In summary, there is a chronological trend given that the worst performing model AdaIN-VC is from 2019 and the best StarGANv2-VC is from 2021. This may indicate that the quality of RT-DF is rapidly improving. This raises concern, especially since the volunteers were expecting the attack yet could not accurately tell which clips were real or fake. Another insight the inventors have is that the presence of artifacts can help victims identify RT-DFs. However, as quality improves, the inventors expect that only way to induce significant artifacts will be by challenging the model.

DFAABP Evaluation

In this section, the inventors evaluate the benefit of using a DFAABP as opposed to using passive defenses alone.

Experiment Setup
Datasets

To evaluate the DFAABP system, the inventors recorded 20 English speaking volunteers to create both speech and challenge-response datasets, summarized in second table 120 of FIG. 12.

(D_real)—2498 samples of real speech (100-250 random sentences spoken by each of the 20 volunteers).

(D_fake)—1821 samples of RT-DF voice conversion. To create this dataset the inventors used StarGANv2-VC which was the top performing model from EXP1a. The model was trained to impersonate 6 of the 20 volunteers from D_real, and an additional 14 random voice actors from the VCTK dataset. The additional 14 were added to help the model generalize better, and only the 6 volunteers' voices were used to make RT-DFs.

(D_real,r)—3317 samples of real responses (attempts at challenges). A sample of nine tasks were evaluated in total. The following tasks were performed ˜30 times per volunteer: sing(S), hum tune (HT), coughing (Co), vary volume (V), and talk \& playback (P), and the following tasks were performed ˜5 times per volunteer: repeat accent (R), clap (Cl), speak with emotion (SE), and vary speed (VS).

(D_fake,r)—16,123 deepfake samples of RT-DF voice conversion applied to the responses D_real,r using StarGANv2-VC. Samples from the same identity (i.e., where s=t) were not used.

It took each volunteer over an hour to record their data. The volunteers were compensated for their time. For all train-test splits used in our evaluations, the inventors made sure not to use the same identities in both the train and test sets.

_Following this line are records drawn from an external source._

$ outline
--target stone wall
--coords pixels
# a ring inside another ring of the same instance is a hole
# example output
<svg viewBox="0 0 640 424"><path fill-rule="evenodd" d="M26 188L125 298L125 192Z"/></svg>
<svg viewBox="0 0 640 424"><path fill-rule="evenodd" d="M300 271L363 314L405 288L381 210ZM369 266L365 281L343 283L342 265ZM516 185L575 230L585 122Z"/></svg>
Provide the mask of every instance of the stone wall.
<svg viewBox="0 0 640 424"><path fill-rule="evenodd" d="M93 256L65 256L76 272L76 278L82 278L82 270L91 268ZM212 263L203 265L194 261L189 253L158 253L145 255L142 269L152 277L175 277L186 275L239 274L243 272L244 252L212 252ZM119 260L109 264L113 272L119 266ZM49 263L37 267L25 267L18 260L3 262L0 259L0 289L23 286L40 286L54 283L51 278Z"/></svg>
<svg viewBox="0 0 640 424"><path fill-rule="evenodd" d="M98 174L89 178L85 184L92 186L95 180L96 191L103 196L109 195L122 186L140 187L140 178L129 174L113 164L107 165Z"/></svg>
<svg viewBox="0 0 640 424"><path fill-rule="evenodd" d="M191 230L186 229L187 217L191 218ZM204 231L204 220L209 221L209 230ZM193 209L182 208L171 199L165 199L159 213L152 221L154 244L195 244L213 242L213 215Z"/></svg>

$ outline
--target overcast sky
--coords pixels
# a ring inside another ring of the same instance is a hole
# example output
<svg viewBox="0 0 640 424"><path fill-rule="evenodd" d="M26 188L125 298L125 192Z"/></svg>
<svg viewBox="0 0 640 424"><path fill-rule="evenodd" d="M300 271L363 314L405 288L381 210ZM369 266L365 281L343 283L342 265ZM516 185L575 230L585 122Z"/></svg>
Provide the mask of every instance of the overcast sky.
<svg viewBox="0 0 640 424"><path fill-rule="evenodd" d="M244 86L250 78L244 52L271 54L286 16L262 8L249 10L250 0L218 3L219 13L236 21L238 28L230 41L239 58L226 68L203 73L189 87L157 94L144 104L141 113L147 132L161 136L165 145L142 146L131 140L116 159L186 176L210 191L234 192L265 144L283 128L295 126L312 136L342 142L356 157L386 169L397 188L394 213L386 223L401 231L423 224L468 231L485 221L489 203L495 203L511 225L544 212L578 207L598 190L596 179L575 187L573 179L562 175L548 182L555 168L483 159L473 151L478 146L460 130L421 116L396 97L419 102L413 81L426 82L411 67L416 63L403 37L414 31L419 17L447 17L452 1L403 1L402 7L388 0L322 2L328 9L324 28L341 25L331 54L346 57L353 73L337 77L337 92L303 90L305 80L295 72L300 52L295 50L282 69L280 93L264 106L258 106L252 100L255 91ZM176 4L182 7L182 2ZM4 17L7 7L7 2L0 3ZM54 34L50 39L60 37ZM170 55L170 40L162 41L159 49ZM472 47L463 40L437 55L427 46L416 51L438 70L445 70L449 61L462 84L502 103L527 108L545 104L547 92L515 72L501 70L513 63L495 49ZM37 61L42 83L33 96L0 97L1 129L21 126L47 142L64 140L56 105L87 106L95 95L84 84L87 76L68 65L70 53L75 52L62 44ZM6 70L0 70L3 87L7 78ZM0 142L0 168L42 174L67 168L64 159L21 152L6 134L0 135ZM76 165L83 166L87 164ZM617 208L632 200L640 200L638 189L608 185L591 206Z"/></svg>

The reader can listen to our real and fake audio samples online.

In addition, the inventors also used public deepfake datasets to train the realism models R. These datasets were the ASVspoof-DF dataset \citeyamagishi2021asvspoof with 22,617 real and 15,000 fake samples, and the RITW dataset does with 19,963 real and 11,816 fake samples.

Models

Our system, when fully automated, may include 3 models: R, C and I. The algorithm T may not use a machine learning model to verify the time constraint.

For the realism model R, the inventors evaluated five different deepfake detection models: SpecRNet which is a novel neural network architecture, inspired by RawNet2, which get results comparable to state-of-the-art models despite a significant decrease in computational requirements. One-Class is a method that is based on a deep residual network ResNet-18. They improve and generalize the network performance using One-Class Softmax activations. GMM-ASVspoof is a Gaussian mixture model (GMM) which operates on LFCCs features. This model was a baseline for the in ASVspoof 2021 competition. PC-DARTS is a convolutional neural network (CNN) that tries to automatically learn the network's architecture. This work also showed good results in generalizing to unseen attacks. Finally, Local Outlier Factor (LOF) was used-which is a density-based anomality detection model.

The union of ASVspoof-DF and RITW was taken and selected 80\% at random for training the models and 10\% for validation (early stopping). The models were tested on the baseline scenario (D_real and D_fake) and our proposed DFAABP scenario (D_real,r and D_fake,r).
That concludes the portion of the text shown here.